BROWNE INNOVATION GROUP

Monday, March 31, 2014

BIG’s Blog: Who is Clayton Christensen? Part 1.

Over the last several years in both articles and blogs outside the nonprofit fundraising space, the references to Clayton Christensen are becoming more and more common. Yet virtually none of the 30 or so nonprofit fundraisers I have talked to recently have heard the name . . . hence the Two Part subject for this and the next blog.

Clayton Christensen, or, more correctly, Professor Clayton Christensen wrote a book that was first published in 1996 called The Innovator’s Dilemma.

The major theme of the book is that, from time to time, innovations (technological or otherwise) will arise. These innovations may have the possibility of displacing the existing product or business model of a company or even an industry.

When this happens, leaders face a dilemma because the new innovation never comes fully birthed and ready to displace the existing way of doing business. Therefore, adopting or incorporating the innovation into the business brings with it significant risk of disrupting current operations. However, it is also equally risky to the leader who sees the inherent value of the innovation to lose much long-term by not pursuing the innovation.

The leader thus faces a dilemma based upon this new innovation. The key decision then is how to incorporate the new innovation into the organization to minimize the disruption of current operations, yet allow the new innovation to find its feet so it can grow and achieve its potential.

Examples of both successful adoption and failed adoption are illustrated in the stories of Dayton Hudson Corporation and Eastman Kodak.

Dayton Hudson Corp., based in Minneapolis, was a major regional department store chain. In the late 1950s and early 1960s, a new retail innovation called “discount retailing” had come on the scene and had the potential to significantly impact department stores who were, at the time, the dominant form of retail with names like JC Penney and Sears being at the forefront.
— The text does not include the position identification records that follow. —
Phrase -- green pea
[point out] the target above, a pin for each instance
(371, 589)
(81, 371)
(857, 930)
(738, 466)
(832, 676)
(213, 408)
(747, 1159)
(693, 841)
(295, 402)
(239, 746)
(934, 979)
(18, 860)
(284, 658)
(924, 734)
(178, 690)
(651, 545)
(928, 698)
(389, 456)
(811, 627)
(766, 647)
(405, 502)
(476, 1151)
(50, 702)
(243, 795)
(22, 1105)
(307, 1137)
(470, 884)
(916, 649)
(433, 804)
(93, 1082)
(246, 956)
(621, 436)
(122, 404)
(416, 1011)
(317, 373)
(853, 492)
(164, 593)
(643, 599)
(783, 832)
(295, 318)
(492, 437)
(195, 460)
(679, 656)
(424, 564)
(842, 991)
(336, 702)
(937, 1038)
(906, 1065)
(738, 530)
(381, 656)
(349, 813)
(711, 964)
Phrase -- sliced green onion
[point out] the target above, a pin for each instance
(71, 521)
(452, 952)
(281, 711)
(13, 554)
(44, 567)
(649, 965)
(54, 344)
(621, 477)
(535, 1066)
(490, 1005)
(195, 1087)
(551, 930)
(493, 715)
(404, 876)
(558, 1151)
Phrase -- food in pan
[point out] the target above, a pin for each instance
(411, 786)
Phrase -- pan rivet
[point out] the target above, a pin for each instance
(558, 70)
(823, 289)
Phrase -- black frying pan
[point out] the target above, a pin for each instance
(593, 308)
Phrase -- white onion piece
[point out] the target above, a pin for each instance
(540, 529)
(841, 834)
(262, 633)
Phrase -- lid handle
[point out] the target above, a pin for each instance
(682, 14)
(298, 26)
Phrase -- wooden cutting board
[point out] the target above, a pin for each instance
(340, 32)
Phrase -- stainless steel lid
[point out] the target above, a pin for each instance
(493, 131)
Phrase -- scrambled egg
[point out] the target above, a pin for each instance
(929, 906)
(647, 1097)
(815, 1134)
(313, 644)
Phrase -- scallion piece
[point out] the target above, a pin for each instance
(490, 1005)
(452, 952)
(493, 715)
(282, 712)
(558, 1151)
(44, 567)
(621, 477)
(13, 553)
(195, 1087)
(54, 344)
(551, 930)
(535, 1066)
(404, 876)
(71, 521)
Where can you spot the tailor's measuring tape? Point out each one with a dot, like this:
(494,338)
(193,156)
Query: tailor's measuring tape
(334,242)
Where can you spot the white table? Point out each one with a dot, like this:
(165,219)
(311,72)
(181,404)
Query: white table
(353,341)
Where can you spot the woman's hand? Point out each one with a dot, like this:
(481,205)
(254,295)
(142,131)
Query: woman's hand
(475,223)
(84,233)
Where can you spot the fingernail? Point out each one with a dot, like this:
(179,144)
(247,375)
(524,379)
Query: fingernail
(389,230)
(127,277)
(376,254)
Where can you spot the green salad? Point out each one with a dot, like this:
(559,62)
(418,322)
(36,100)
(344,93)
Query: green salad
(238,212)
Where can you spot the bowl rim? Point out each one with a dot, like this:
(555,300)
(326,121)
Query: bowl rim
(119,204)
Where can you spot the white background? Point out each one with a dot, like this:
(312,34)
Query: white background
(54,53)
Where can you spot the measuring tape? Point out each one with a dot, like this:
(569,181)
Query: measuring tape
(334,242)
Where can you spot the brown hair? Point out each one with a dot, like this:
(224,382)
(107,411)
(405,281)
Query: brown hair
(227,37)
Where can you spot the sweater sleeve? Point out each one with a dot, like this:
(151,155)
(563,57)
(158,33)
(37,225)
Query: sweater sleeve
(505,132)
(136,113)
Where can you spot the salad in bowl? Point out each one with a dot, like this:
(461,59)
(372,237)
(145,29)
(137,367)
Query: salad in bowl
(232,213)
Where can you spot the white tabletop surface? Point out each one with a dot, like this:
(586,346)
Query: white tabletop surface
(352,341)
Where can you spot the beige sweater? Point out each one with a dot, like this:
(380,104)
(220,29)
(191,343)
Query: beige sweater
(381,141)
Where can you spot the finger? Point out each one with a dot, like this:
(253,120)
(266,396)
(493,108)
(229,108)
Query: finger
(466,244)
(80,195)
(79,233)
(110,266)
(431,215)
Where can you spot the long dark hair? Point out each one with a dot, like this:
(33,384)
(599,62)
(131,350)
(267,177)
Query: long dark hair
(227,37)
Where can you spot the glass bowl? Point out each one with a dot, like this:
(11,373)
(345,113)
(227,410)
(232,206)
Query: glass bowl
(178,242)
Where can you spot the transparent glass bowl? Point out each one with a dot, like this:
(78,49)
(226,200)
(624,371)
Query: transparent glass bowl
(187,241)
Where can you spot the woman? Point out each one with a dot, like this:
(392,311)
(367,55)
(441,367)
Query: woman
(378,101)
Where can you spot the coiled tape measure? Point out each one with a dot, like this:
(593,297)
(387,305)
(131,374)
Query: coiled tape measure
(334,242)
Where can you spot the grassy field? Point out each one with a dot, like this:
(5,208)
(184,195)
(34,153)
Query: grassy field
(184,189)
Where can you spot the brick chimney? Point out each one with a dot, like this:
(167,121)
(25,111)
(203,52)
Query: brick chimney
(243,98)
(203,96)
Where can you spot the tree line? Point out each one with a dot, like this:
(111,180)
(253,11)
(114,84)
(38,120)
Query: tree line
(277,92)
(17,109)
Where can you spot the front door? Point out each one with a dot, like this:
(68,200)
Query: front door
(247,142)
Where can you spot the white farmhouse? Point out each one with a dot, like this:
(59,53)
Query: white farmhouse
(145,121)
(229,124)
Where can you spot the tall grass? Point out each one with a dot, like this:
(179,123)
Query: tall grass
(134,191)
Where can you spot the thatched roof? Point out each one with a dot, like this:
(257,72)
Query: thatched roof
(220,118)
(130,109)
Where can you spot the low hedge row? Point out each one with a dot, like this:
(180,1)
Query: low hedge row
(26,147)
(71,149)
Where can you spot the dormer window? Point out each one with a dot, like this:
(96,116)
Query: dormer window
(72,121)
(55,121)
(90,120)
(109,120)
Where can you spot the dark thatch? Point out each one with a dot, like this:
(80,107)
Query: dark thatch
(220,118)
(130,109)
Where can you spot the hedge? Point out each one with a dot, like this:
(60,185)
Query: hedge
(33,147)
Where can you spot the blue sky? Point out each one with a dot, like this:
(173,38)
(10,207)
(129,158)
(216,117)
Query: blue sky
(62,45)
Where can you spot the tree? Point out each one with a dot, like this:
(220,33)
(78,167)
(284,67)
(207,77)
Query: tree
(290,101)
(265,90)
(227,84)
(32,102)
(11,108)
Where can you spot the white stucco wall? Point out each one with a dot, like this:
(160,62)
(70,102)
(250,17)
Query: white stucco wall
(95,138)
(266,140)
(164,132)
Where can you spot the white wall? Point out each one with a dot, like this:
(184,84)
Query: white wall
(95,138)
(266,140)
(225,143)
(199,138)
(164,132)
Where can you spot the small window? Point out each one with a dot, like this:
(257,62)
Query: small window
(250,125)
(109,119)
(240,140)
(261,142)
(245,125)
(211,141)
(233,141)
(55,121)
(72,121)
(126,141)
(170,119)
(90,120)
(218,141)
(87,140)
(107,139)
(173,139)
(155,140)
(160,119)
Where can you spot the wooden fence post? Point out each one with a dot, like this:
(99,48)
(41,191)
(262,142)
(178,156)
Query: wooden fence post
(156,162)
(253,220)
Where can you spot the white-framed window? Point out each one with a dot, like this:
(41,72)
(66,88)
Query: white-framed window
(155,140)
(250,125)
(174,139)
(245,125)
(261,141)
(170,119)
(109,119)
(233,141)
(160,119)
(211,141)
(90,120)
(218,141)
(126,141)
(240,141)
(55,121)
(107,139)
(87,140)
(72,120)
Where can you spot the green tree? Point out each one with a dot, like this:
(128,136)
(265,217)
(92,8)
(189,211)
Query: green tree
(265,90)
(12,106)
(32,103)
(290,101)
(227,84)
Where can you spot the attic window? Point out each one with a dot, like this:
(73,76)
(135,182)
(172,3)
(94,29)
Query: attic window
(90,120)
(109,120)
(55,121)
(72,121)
The department store’s business model was to turn inventory twice a year with an average 40% margin. Discount retailing’s innovation was to turn their inventory eight times a year with an average 20% margin.

Dayton Hudson’s management decided that discount retailing was such a threat that if they did not react, their ability to grow as a company could be significantly affected. Rather than disrupt their existing department store business model, they chose to set up a separate operation with its own management team and business plan, and even created a separate name for this new division. Today we know that company as Target. Target has been so successful as the dominant profit generator for Dayton Hudson that the corporation officially changed its name to Target Corporation in 2000.

Eastman Kodak was the story of corporate success from its founding through the end of the 20th century. Kodak was arguably one of the most successful corporations in American history, and through the end of the 20th century dominated photography, owning 89% of the market for film in the United States alone.

In 1975, however, Kodak’s own engineers developed the breakthrough technology innovation for digital photography. Kodak’s CEO at the time, George Fisher, understood the implications of this innovation and the impact it would have on their traditional film business. He set a decade-long plan in place to shift the entire company to digital, even reaching out to young technology companies Microsoft and Apple in distribution partnerships. Yet Mr. Fisher and his successor could not overcome internal resistance to the plan since the film business was still such a dominant product and produced massive profits. Below the level of the CEO, resistance to shifting stifled digital product development. Digital photography product innovation was left to outside companies, and with the shift from analogue to digital post-2000, Kodak’s film business collapsed and are today in bankruptcy proceedings.